Quanta confusão! só para relatar os fatos mais engraçados acontecidos durante uma semana de trabalho no projeto. Eu já estava muito bala, pois fiz a primeira crônica e a maioria do pessoal só botam defeitos, então para acabar com tudo isso, vamos fazer uma rápida reprise.
   Nos primeiros dias só era alegria. Para falar a verdade as coisas que iriam ser feitas seriam as mais fácies. Agora se prepare para a história dos dias seguintes que vem por ai, por causa de tanto trabalho que deram  essas crônicas.

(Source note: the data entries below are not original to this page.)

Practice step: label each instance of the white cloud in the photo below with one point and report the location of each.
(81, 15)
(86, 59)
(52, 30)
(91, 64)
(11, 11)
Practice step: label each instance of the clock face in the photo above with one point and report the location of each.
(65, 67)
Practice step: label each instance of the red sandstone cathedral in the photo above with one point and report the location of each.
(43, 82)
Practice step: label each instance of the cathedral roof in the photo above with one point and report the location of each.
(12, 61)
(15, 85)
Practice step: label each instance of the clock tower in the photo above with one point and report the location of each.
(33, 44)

    O que a gente mais fez foi rir sabe por quê? A professora queria ser enforcada e ser pendurada na árvore do pátio  da escola porque achava que não iria dar tempo de entregar o esqueleto do livro a tempo. Já a outra  avisava: - “se vocês destruírem  meu lar, eu vou morar na casa de vocês, pois já faz uma semana que eu não vou em casa almoçar, trabalhando nesse projeto”. E eu que estava tão cansado só faltava dormir em pé. Mas depois de tudo isso nada de grave aconteceu, fora a professora que desligou o computador com o esqueleto do livro dentro. Parecia que não tinha sido salvo. Só depois viu a besteira que ela fez, mas não se preocupe os arquivos tinham sido salvos. Só que antes disso, ela foi até a chave geral e religou os computadores. Antes que ligasse teve até oração para que os arquivos não tivessem se perdido naquele vasto mundo de números, mas tudo acabou bem.

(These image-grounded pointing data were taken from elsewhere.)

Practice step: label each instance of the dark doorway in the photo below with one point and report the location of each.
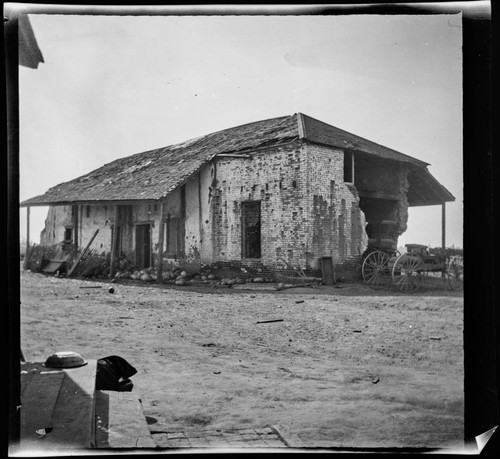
(250, 224)
(143, 245)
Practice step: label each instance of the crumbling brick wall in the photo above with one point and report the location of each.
(307, 210)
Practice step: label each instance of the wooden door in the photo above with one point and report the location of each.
(143, 245)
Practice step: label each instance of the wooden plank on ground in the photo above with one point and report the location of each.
(37, 406)
(120, 421)
(289, 438)
(73, 415)
(75, 264)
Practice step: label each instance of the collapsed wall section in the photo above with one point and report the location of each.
(337, 223)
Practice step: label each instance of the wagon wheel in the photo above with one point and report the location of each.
(373, 268)
(407, 273)
(455, 274)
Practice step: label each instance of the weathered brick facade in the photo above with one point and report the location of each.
(307, 211)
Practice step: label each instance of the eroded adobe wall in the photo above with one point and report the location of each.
(58, 217)
(388, 177)
(337, 223)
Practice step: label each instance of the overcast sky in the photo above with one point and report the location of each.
(112, 86)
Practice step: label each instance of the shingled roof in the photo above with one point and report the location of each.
(152, 175)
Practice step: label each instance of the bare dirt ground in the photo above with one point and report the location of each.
(346, 367)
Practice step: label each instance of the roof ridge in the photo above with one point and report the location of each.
(366, 140)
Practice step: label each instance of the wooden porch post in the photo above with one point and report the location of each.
(443, 230)
(161, 238)
(27, 229)
(113, 243)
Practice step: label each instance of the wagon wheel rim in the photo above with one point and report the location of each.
(407, 274)
(455, 275)
(373, 268)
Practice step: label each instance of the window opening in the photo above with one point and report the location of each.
(348, 167)
(68, 234)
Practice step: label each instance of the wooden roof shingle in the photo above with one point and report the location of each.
(152, 175)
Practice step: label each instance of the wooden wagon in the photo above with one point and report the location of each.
(383, 264)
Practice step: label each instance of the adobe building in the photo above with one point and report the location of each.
(290, 188)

    E por fim, como a nossa dedicada professora não tinha almoçado, quando foi tomar o lanche que a senhora da cozinha fez com tanto carinho, o café tinha ficado frio de tanta demora e a macaxeira virado mingau de tão mole que estava.
    Depois disso, ainda entrava na sala onde estávamos trabalhando um monte de gente falando. Parecia que  estávamos  dentro de um comitê político.
    As crônicas estavam prontas. Agora tínhamos  que fazer o apanhamento do preço do coquetel. Que chique! Vai ali, vai acolá, negocia aqui e acaba ficando com o de lá. Esqueci de mencionar, vai haver uma noite de autógrafos para lançamento do livro e o destaque principal será nós, estudantes, divulgando o trabalho de futuros cronistas.
    Ah! Esqueci ainda de dizer: - viu como não é difícil fazer uma crônica? você pode ser o próximo cronista, transformando fatos banais em literatura.